I can't do this after baby. I can't do this much more now. It is not passing by. I am making it worse. I see myself creating habits I did with DD1 that were long term and bad for both of us.

DH is happy to help in anyway, but there will be some tears there. I am trying to come up with a gradual and as gentle as possible plan to make this all a bit better. I certainly do not expect her to sleep all night, or go back to sleep with no comfort....but DH has to become an option for her, or me sitting and rubbing her back has to become an option vs laying back down to sleep there, something. She does not seem to have much anxiety about sleeping, or fear, just wants me there...all the time, with her on top of me, on the right pillow, laying the right way, etc.

Any ideas on a routine change to get in place before baby comes? Or before I lose my mind?
post #2 of 3
I have no children myself, but I will try to give you some suggestions based on what was done for me. I was the world's most horible sleeper, and it never got better for me because I still stay awake for approximately three days at a time before crashing, and my mom had to do many things to keep herself from going crazy. So, I will pass on her strategies to you in hopes that they help you.

1. Motivate her to entertain herself. Tell her that if she wakes up before it is light outside, she is to play by herself and not wake o up. The only exception is when she is scared or sick of course. But if she is not, she should be encouraged to play by herself. You can even teach her to tell time, as most two year olds have the intelligence enough to learn numbers. Use a clock with hands, and show her that mommy is not to be disturbed until such time if the exceptions do not apply.

2. Teach her to love being in her room alone. Teach her that her room should be her sanctuary. You can do this by taking her to the store and allowing her to choose themed decorum and sheets to go with her room. She can even put cartoon themed posters on the walls, as well as have toys and the like. What you can also do to teach her that it is okay to be in her room for a long period of time without you is to have a bedtime routine that ends up in her room, and that final thing should last for about an hour's time, such as playing a game and reading a story.

3. Make use of your support system. The support system was my mom's life saver. If you are feeling too badly, ship your daughter off to stay with someone else periodically or on weekends. If my mom did not do this to me, she'd have lost it. If you lack a good support system, check into seeing if there are crisis nurseries that you can make use of.

4. Allow her to sleep in strange places to make things fun and interesting for her.
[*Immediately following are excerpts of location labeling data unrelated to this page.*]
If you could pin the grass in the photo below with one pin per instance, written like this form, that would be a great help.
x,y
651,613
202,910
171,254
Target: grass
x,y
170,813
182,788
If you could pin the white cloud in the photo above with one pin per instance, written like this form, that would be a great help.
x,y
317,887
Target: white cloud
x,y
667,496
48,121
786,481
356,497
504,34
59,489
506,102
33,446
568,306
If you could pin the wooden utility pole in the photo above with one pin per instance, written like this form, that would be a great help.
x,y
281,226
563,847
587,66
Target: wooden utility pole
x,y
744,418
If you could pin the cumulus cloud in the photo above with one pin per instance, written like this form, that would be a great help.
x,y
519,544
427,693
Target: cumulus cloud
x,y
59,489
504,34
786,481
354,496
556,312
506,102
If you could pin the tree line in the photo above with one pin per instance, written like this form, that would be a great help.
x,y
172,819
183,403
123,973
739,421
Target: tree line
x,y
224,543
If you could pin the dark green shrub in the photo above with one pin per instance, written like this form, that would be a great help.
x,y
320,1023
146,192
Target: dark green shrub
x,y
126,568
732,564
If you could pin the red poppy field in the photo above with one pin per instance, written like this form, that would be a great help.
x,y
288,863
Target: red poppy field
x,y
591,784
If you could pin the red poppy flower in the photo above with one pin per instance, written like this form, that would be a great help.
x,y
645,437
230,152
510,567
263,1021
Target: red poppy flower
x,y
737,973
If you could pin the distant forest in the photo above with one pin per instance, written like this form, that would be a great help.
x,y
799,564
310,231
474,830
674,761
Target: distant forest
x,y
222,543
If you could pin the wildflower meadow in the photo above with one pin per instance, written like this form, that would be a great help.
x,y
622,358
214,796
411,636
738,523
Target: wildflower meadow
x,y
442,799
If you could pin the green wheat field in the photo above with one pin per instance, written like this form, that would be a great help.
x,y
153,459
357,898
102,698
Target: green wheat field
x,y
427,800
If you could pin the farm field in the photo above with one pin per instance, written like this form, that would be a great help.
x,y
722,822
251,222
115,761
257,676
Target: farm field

My mom would allow me to sleep anywhere I wanted within reason. For instance, I wanted to sleep in the bathtub for awhile, so my mom made me a bed in there with pillows, sheets, and blankets, and I loved it. She did anything to help me to stay out of her hair at night. She was always so creative, and that I value and love about her.

I hope that some of these things work for you. I will pray that your situation gets better. Congradulations on the new baby.
post #3 of 3
OMG I could have written your post!! I was just coming on here to search for stuff like this. DD is 25 mo. and I'm 35 weeks pregnant. She co-slept until about 18 mo. and now she's in a double bed, but DH usually ends up in there at some point in the night. The worst is that she takes up to an hour to fall asleep and needs one of us laying with her. It't horrible and I truly have no idea what I'm going to do when DD2 comes soon. Like you, I feel like I created a horrible habit and I want to avoid that with DD2 but I don't know how.
So, yeah, I pretty much have no advise, just commisseration (sp??). My only suggestion to you is to really work at her accepting your DH at night. It will probably be hard for several nights, but she will adapt. That is what we did when I nightweaned and it was hard, but now DH is the main nighttime parent. I would be out of my mind right now if I had to go in there. I totally feel your pain and how uncomfortable it is right now! Once your baby comes you are going to need DH to take over and I think it would be better to make that transition now, rather than when the baby comes.

Good luck to you and I know we'll both get through this!